Tener esta maldición convertía mi vida en una porquería, porque no hay un calificativo más acertado. No me había ayudado en nada, no era igual que en las películas, donde uno averigua el número de un billete de lotería, o donde la visión se remite a una simple imagen confusa.
No. No era así. No conmigo.
En la totalidad de las visiones se me presentaba una sucesión de hechos que, en su mayoría, se fundían en mi mente mostrándome aun lo más despreciable que un ser humano es capaz de hacer. Yo podía oler, percibir, respirar, ver y sentir lo que esa persona desconocida realizaba en el agudo tormento de mi mente.
Mi padre, en su rol de ministro de seguridad, era el primero en utilizarme para sus fines políticos. Había resuelto postularse como presidente, por lo cual requería construir una carrera impecable, carrera con la que yo había colaborado… contra mi voluntad.
***
-en el pasado-
––Sé que no quieres volver a ese hospital psiquiátrico en el que te encerré ––murmuró mi padre aquel día––. Pero es simple.
––Voy a escapar de aquí ––sentencié sin rodeos, al borde del desequilibrio total y la pérdida de racionalidad––. Y tu carrera y tú se pueden ir a la mierda ––amenacé.
––Voy a reforzar tu seguridad. Es más: si tengo que atarte para evitar que hagas locuras, te ataré ––me clavó su vista en tanto se desajustaba la corbata, que hasta hacía un rato había estado anudada a la perfección en su cuello.
––Ella te engaña y te roba cuando no estás ––lancé.
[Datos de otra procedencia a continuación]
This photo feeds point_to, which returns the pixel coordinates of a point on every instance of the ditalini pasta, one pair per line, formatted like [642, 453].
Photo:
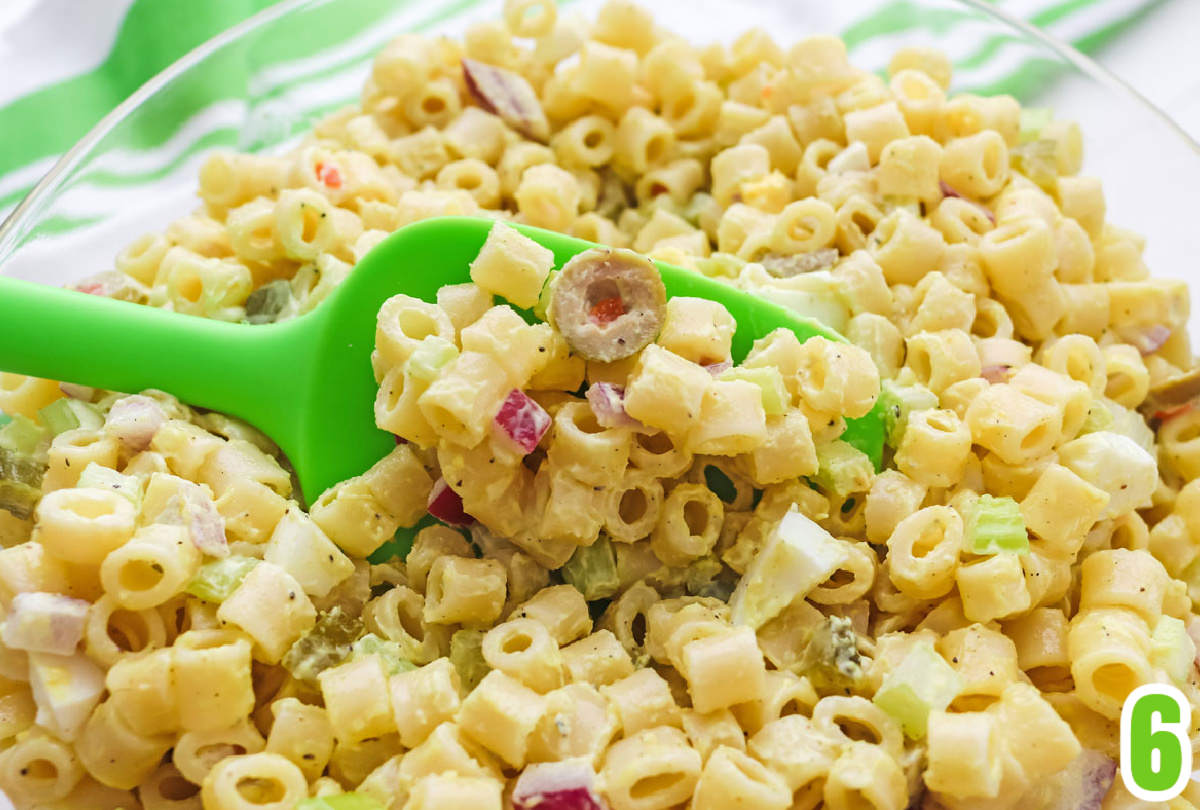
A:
[657, 577]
Mi padre no vaciló un segundo en abofetearme ante esa impertinencia.
––¡Mientes! ¡Solo lo dices para que caiga en tu trampa! ––aulló enardecido por la ira.
Me levanté de la silla en la que estaba sentado. Estuve a punto de partírsela en medio de la cabeza. Sin embargo, preferí torturarlo tal cual él me torturaba a mí.
––Es preferible acostarse con una mujerzuela que con tu esposa ––continué.
Él se volteó hacia mí con los ojos inyectados en cólera, cerró su puño como muchas veces, y me golpeó.
Yo, sin dejar pasar un segundo, le devolví la atención tirándolo al suelo de un puñetazo.
––Por lo menos una ramera tendría más dignidad ––dije al soltarlo.
––¡Eres una mierda! ––alzó la voz con la sangre chorreándole de la nariz.
––¡Esta mierda salió de ti! ––grité en su mismo tono, levantándolo de la ropa para volver a golpearlo con todas mis fuerzas: deseaba destruirlo.
Se escurría como la rata que era para liberarse de mí golpeándome, a lo que yo contestaba devolviéndole golpes de mayor intensidad.
De improviso la puerta de la oficina de mi padre se abrió.
––¡Señor! ––era la voz de uno de sus guardaespaldas, quien entró alarmado por los gritos y los ruidos en el despacho.
Mi padre se limpió la sangre de la nariz con un pañuelo que sacó del bolsillo de su saco antes de observar al hombre, cuya mano, por puro instinto, se había depositado sobre el revólver.
––¡Vete afuera, Edwin! ––le ordenó.
––Dile que me pegue un tiro, ¡vamos! ¡Dile! ––lo alenté provocándolo de nuevo.